Food bank says donations are 'nowhere near' enough
- Published
Donations made to a food bank were "nowhere near" enough to keep up with demand, it said.
The Yarmouth and Magdalen Foodbank in Norfolk offers crisis food parcels to people across Gorleston and Great Yarmouth.
Last year the food bank, which is part of the Trussell Trust, external, fed about 5,000 people including 1,747 children.
Anna Price, community manager based at the St Mary Magdalene Church in Gorleston said: "It really gets to me when there is a parent who cannot feed their child, that hits quite deep."
She added: "We are seeing a high volume of people needing crisis food bank parcels.
"We don't like to feed people on an ongoing basis, so we just do a crisis provision.
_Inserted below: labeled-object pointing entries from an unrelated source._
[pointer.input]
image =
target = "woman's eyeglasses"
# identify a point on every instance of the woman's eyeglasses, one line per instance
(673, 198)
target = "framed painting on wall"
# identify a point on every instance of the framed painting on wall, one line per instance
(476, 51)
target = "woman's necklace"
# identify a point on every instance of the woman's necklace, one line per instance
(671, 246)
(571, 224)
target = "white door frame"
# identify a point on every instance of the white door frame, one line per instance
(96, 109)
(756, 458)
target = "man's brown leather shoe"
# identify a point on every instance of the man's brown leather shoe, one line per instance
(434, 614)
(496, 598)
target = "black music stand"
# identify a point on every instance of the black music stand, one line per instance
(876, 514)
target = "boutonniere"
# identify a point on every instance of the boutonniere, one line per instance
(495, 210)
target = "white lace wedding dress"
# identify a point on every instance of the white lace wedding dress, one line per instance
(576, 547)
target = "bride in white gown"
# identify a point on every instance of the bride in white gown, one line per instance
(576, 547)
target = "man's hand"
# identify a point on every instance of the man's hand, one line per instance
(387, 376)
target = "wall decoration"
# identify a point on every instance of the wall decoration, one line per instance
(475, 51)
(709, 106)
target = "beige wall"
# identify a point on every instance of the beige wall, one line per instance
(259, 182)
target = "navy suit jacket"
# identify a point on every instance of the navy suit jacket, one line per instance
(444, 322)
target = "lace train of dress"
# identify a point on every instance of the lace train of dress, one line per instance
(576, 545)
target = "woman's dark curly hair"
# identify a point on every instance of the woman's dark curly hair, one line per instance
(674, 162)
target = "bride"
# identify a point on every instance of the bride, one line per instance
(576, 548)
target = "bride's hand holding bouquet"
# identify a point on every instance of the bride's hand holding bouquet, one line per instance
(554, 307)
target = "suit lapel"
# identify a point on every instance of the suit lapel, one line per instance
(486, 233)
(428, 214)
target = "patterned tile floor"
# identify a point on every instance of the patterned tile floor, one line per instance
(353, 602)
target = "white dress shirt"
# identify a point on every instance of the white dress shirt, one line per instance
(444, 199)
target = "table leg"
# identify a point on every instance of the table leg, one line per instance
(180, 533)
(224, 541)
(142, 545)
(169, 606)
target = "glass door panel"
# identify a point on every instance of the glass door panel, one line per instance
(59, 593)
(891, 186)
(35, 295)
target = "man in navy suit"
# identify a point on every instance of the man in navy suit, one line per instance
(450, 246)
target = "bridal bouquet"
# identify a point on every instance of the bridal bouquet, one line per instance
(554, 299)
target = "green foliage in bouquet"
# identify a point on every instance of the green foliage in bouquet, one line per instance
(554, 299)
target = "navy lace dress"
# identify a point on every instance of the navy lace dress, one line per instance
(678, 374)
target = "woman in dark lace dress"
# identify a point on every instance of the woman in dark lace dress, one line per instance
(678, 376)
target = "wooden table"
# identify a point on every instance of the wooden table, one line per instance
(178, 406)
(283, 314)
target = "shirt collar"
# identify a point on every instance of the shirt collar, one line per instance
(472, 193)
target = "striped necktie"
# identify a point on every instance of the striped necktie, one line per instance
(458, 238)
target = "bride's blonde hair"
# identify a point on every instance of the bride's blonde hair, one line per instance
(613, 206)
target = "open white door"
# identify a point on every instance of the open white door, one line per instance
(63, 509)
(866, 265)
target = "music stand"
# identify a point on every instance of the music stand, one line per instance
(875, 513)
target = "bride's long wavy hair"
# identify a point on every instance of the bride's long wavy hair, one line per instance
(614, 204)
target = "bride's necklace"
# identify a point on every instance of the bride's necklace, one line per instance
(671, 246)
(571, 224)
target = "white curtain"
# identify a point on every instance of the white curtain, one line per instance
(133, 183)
In the last year, we have fed over 5,000 people between our two sites."
The food bank said more and more people needed support and they often saw people who only have a tin of soup left in the cupboard.
"There seems to be a big density of people in Great Yarmouth who are struggling financially and in lots of ways... we are quite geographically cut off which just heightens it, I think, because there is less support and less services available."
Whilst the foodbank, which operates, external three days a week, takes donations, they also have to buy food to cover the needs and demands of the community.
"We are very grateful for every donation we get but it is nowhere near able to cover the demand so we have to buy most of our food and most of our funding for that comes from elsewhere it doesn't come from Great Yarmouth," she said.